Immigration: The Role of ICE Agents Explained

Immigration: The Role of ICE Agents Explained

Max Rodriguez

Immigration continues to be a heated national conversation, some people oppose to the “Zero Tolerance Policy” enforced by President Donald Trump, while others approve of the policy as a way to end illegal crossings, but in the meantime, misinformation about the issue continues to add fuel to the debate.

The latest demand from immigration protesters is to abolish a 15-year-old homeland security agency.

The Immigration and Customs Enforcement Agency or ICE was created in 2003 as a response to the terrorist’s attacks on the Twin Towers.

ICE agents have been under fire lately as migrant families were detained and separated inside immigration centers, but ICE was not the agency in charge of separating children from their parents, The Customs and Border Protection agency oversaw that duty.

However, ICE agents have been under public scrutiny for their “Enforcement and Removal Operations”, where agents locate and deport people who are in the country illegally, and sometimes that means separating undocumented parents from their U.S. citizen children.

But the roles of ICE agents have changed under different presidencies.

Under President Obama’s administration; ICE agents prioritized the removal of illegal immigrants with a criminal record.
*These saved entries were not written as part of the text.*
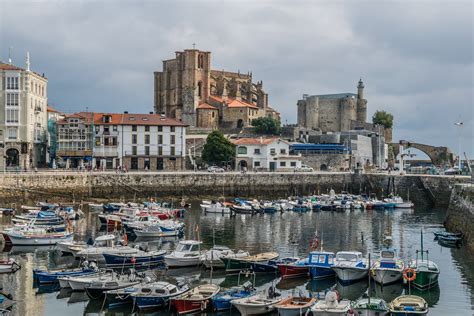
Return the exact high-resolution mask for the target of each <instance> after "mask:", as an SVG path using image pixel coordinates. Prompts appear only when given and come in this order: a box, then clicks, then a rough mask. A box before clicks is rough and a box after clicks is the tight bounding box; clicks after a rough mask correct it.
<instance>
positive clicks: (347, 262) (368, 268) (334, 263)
mask: <svg viewBox="0 0 474 316" xmlns="http://www.w3.org/2000/svg"><path fill="white" fill-rule="evenodd" d="M332 268H333V270H334V272H336V274H337V277H338V278H339V280H340V281H341V282H354V281H357V280H360V279H363V278H365V277H367V273H368V272H369V267H368V264H367V260H366V259H365V258H363V257H362V253H361V252H359V251H339V252H337V253H336V259H335V260H334V266H333V267H332Z"/></svg>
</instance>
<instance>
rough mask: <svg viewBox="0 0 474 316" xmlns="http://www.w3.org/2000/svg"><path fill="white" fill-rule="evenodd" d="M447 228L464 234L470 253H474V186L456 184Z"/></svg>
mask: <svg viewBox="0 0 474 316" xmlns="http://www.w3.org/2000/svg"><path fill="white" fill-rule="evenodd" d="M444 224H445V227H446V229H447V230H449V231H453V232H462V233H463V234H464V244H465V247H466V248H467V250H468V251H470V252H471V253H474V184H472V183H460V184H456V185H455V186H454V188H453V192H452V194H451V200H450V203H449V208H448V213H447V216H446V221H445V223H444Z"/></svg>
Between 2009 and 2015 about 2.5 million people found in the country illegally were removed.

But the Trump administration is taking a harder stance with the order to remove anyone who is in the country illegally.

The lesser known task of ICE agents is the “Homeland Security Investigations” it is the lead federal agency tasked with intersecting terrorists involved in drug, weapon and human trafficking.

These tasks by ICE agents cost tax payers almost 6 billion dollars during the 2017 fiscal year.